Extrañamente, cada tanto, destila un aroma envolvente y dulce. Por momentos
duele, en un movimiento circular, frenético. Las inspecciones no revelan nada
fuera de lo usual. Siempre el mismo oído, limpio y algo brilloso. Contrario a
las indicaciones del médico, arremete con fuerza, sintiendo la presión de sus
uñas. Un desprendimiento pegajoso le hace inclinar la cabeza, luego una caída apenas
audible. Su oreja es otra y ahora sabe por qué. Una mujer del tamaño de una uña
corre asustada de un lado a otro, tentando el abismo. Él atento al aire que
entra por su nariz y sale por su boca; imagina que sus pies se transforman en
raíces y crecen hasta cubrirlo más allá de su cabeza. No es una alucinación
pues la toca y la mujer pequeña no desaparece. Sin embargo desconoce su
naturaleza. Hija del aire, silfo; hija del fuego, salamandra; del agua, ondina;
de la tierra, gnomo o de las divinidades, ninfa. Ella golpea con los puños la madera, sus brazos
parecen banderas consagradas al viento, configuran una danza primitiva. El ríe,
inyectado de ternura. Contemplativo. Ahora con una lupa para no perder detalle
alguno. Pelo rojizo y ensortijado, que cae en mechones infantiles sobre su cara
angulosa. Ojos hondos, tan curiosos que aun en diminuto tamaño sobresalen. Sin
ser consciente de su desnudez, como una Eva recién despierta al paraíso, arroja
modos pronunciados que resaltan sus partes más profundas. Cansada, se sienta
con las piernas abiertas y las manos sobre las rodillas. Bosteza. Él la sube a
su palma, la lleva a la habitación. Ocupa su lado de la cama y la deja a unos
centímetros, acostada. Boca entreabierta, pechos suaves, caderas manzana,
piernas flamenco. Totalidad intensa y peligrosa, cuyas figuras que él recorta
se asemejan a truenos, expectantes por el fulgor y la bendición de Zeus. La
yema de su meñique la acaricia como puede. No quiere despertarla pero quiere
que despierte. Ella abre los ojos. Le sonríe. Como Apolo avanzando con su arco,
ella avanza con sus dedos pincel, dibuja círculos en la sensual cuenca que
inicia el esternón. Elige sus pezones como el origen de los arabescos que se
expanden y la completan. Le comparte su espalda y su cola. Él envuelve el
frágil cuello con un hilo negro y ejerce presión. Ella, morada y jadeante,
responde con la inmensidad de su boca salvaje. Desgarrado, ardiente, la
humedece con su lengua. Siente el galope de su sangre, la ansiedad de su sexo.

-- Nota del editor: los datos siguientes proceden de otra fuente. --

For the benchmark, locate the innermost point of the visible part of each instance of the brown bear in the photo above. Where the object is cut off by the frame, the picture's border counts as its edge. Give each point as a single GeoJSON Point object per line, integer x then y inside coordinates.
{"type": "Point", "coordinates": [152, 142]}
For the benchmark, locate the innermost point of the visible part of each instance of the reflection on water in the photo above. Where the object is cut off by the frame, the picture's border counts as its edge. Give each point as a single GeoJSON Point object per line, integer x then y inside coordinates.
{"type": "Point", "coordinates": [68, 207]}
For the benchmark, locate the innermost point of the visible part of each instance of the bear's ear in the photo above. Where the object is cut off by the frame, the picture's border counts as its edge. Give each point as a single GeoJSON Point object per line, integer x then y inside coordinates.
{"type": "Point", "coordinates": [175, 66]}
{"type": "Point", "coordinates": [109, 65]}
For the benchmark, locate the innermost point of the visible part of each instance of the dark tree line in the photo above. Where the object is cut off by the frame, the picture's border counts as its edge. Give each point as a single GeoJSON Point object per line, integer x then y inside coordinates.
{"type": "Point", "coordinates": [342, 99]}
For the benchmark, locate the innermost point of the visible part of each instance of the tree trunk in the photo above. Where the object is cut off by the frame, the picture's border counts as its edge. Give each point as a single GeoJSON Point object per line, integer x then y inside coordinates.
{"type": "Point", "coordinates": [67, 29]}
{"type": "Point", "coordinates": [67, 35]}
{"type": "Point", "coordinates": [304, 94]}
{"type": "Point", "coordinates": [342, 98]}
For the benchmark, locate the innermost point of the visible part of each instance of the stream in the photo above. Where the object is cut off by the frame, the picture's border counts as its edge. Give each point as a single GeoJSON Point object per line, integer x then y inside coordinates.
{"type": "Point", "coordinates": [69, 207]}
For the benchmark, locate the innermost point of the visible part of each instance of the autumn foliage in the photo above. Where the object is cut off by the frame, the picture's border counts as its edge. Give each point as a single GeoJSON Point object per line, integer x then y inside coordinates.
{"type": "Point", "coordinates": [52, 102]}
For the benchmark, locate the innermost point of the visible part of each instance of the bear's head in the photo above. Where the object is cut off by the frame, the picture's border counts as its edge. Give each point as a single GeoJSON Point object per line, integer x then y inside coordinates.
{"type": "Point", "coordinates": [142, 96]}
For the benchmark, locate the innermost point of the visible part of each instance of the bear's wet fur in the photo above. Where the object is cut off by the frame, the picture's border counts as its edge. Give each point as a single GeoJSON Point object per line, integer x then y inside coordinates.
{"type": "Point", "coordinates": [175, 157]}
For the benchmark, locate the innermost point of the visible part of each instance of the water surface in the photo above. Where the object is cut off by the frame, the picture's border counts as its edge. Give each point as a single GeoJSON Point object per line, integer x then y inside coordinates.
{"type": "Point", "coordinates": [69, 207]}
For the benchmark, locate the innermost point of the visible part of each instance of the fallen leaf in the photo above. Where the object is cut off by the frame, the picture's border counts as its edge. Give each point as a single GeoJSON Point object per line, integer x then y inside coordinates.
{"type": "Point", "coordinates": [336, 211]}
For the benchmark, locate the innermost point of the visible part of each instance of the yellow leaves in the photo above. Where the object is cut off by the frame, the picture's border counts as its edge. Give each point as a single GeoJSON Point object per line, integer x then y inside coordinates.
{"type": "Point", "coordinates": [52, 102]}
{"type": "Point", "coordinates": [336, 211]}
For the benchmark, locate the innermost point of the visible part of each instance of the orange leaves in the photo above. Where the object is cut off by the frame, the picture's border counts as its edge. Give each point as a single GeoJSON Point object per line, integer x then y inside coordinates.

Desliza una aguja sobre la piel joven, filo que enrojece pero no hiere; labios
apretados, complacidos. Sin dejar el juego ella se entrega a la dureza, al
vaivén que pronto estallará, sobre ellos, sobre la historia, sobre lo
imposible. Siendo la aguja entra en ella, la penetra, la sacude y ella
corresponde, aferrada al acero. Entonces el mándala, desigual pero completo, un
centro rojo y femenino, final como esa tarde.
Fotografía de Irving Penn.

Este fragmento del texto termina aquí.